The invention relates to a method for inactivating pathogens, such as bacteria and viruses, and/or leukocytes in platelet concentrate (PC) by irradiation with ultraviolet light.
US 4,952,812 teaches platelets - concentrates contaminated with leukocytes to be irradiated with wavelengths from 280 to 320 nm. The white blood cells essentially lose their ability to elicit an immune response. Flat flexible bags of platelets - concentrates are then strained into an apparatus and irradiated to form uniform layer thicknesses.
WO 20051089816 A1 reveals a method and device for the treatment of biological fluids in containers or flowing devices containing photoactive substances with electromagnetic radiation for the reduction of pathogens.
It is known that the therapeutic use of blood products carries a risk of infection of recipients of the blood product with viruses and bacteria, such as hepatitis B (HBV) and hepatitis C (HCV) viruses and the AIDS pathogens HIV-1 and HIV-2.
For the purposes of this application, UV light is defined as UVA of less than 400 to 320 nm, UVB of less than 320 to 280 nm and UVC of less than 280 to 200 nm. It is known that irradiation with shortwave ultraviolet (UV) light, i.e. in the wavelength range below about 320 nm (UVB and UVC), can inactivate both viruses and bacteria, for example in blood plasma or in cellular blood vessels. Above 320 nm, the energy of the radiation is too low to inactivate microorganisms and viruses. Compared with chemical, photochemical and photodynamic methods of pathogen activation, irradiation with UV light has the fundamental advantage of not being only photo-effective but also of being less effective than other chemical substances.

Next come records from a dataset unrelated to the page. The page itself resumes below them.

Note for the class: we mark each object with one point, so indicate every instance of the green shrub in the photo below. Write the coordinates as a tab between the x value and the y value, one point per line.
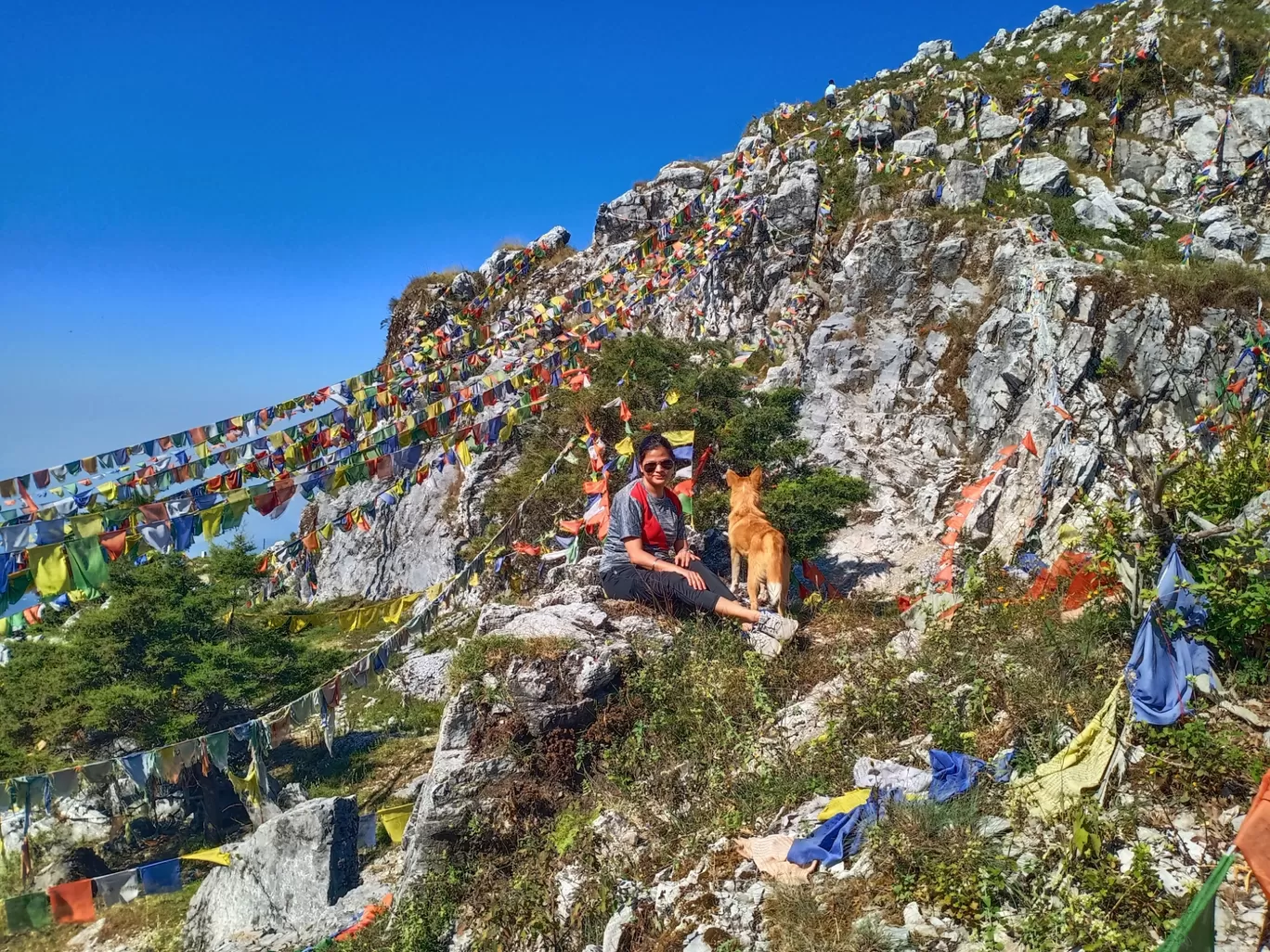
763	431
810	508
155	664
934	856
1194	761
1079	897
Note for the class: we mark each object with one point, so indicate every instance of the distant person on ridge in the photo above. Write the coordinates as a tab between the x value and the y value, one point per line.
646	556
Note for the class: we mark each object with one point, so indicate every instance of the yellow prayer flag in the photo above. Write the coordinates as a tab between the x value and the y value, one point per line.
50	569
845	804
1058	783
211	518
680	438
214	855
395	819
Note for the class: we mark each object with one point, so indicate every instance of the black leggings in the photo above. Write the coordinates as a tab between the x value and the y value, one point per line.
667	590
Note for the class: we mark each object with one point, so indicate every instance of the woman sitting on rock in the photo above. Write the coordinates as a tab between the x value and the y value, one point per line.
646	558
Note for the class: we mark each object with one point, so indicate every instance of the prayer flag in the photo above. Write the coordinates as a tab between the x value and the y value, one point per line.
72	901
395	820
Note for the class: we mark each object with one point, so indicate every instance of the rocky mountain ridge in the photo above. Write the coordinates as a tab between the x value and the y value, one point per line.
963	251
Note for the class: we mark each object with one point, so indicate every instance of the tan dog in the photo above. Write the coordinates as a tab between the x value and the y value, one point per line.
751	534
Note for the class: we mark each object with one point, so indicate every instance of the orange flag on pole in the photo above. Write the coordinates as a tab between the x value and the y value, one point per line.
1253	841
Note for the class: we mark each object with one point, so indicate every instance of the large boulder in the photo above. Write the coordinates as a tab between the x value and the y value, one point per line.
920	142
1100	212
1044	173
793	207
997	124
290	883
569	665
964	185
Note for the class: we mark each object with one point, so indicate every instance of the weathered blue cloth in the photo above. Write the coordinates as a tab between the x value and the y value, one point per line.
952	773
1173	590
183	532
842	834
161	877
1157	673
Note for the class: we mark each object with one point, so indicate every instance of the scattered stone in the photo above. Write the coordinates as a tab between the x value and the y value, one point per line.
293	881
964	185
1044	174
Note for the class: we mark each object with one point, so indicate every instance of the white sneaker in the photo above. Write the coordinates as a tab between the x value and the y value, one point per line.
765	645
776	626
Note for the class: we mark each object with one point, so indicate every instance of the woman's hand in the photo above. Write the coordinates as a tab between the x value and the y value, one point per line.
694	579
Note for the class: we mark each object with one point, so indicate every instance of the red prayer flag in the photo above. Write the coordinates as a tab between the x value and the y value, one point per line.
1253	839
813	572
72	901
114	542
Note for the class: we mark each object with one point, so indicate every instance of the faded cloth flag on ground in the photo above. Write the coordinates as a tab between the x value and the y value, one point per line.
1197	930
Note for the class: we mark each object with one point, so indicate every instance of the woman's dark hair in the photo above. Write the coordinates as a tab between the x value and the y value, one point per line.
651	442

These additives, or their cleavage or photoproducts, often require subsequent removal because they are toxic or mutagenic. They can also cause the formation of neoantigenic structures in the treated preparation when they bind to plasma proteins and cell surfaces. As a rule, such additives are not completely removable, at least their removal requires additional effort.

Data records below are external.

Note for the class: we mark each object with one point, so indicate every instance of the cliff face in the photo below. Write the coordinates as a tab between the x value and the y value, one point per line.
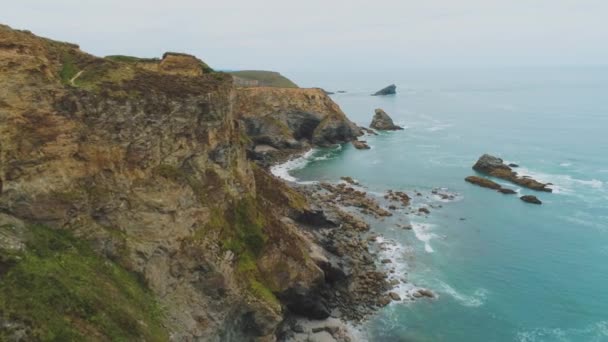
146	162
293	118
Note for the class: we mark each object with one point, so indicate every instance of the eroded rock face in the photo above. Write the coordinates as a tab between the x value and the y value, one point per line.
531	199
150	167
291	118
383	122
486	183
495	167
389	90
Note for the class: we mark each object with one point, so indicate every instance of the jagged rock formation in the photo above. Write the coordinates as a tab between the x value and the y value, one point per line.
495	167
360	144
383	122
145	163
486	183
261	78
389	90
531	199
293	119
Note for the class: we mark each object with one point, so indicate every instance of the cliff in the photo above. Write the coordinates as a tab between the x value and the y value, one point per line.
262	78
293	119
128	206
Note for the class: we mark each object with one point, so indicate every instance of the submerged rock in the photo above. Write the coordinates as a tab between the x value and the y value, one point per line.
531	199
389	90
507	191
486	183
382	121
360	144
495	167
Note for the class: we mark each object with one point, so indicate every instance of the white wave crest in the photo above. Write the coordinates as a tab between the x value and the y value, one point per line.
424	234
476	299
282	170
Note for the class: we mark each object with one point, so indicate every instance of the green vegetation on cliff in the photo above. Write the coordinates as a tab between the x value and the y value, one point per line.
58	289
265	78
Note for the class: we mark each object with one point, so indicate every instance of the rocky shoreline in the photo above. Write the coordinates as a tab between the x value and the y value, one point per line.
359	282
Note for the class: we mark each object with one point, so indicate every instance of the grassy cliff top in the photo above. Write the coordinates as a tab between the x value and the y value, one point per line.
266	78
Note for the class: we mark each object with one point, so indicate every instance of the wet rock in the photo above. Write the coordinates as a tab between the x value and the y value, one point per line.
398	196
389	90
382	121
384	301
495	167
368	131
531	199
424	293
394	296
360	144
507	191
349	180
483	182
486	183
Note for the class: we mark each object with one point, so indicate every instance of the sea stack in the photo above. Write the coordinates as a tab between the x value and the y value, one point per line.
389	90
383	122
495	167
531	199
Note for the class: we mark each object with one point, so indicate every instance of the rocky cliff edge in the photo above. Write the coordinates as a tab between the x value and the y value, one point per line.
131	176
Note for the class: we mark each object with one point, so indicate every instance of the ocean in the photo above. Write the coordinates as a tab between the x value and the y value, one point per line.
503	270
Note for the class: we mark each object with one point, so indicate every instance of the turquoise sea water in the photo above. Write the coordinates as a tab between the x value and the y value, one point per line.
509	271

UVC was used during and shortly after World War II to sterilize blood plasma and albumin solutions, especially to inactivate hepatitis viruses. The method was then to pass the solution in a flow apparatus as a thin film past a UVC light source. The method proved to be insufficiently safe and was abandoned (Kallenbach NR, Cornelius PA, Negus D, et al. Inactivation of viruses by ultraviolet light.
In all cases, the treatment involved larger volumes, i.e. plasma pools or protein solutions up to several hundred litres and even more (Hart H, Reid K, Hart W. Inactivation of viruses during ultraviolet light treatment of human intravenous immunoglobulin and albumin, Vox Sang 1993;642) (82-8) and Chin S, Williams B, Gottlieb P, et al. Virucidal short wavelength ultraviolet light treatment of plasma and factor VIII concentrate: protection of proteins by antioxidants; Blood865;1995;11:4331-6).
The above flow machines are not suitable for sterilising a large number of individual units of TC obtained from blood donations or by machine apheresis - up to several hundred ml in volume at most - but this is precisely what is needed in the daily practice of a blood bank.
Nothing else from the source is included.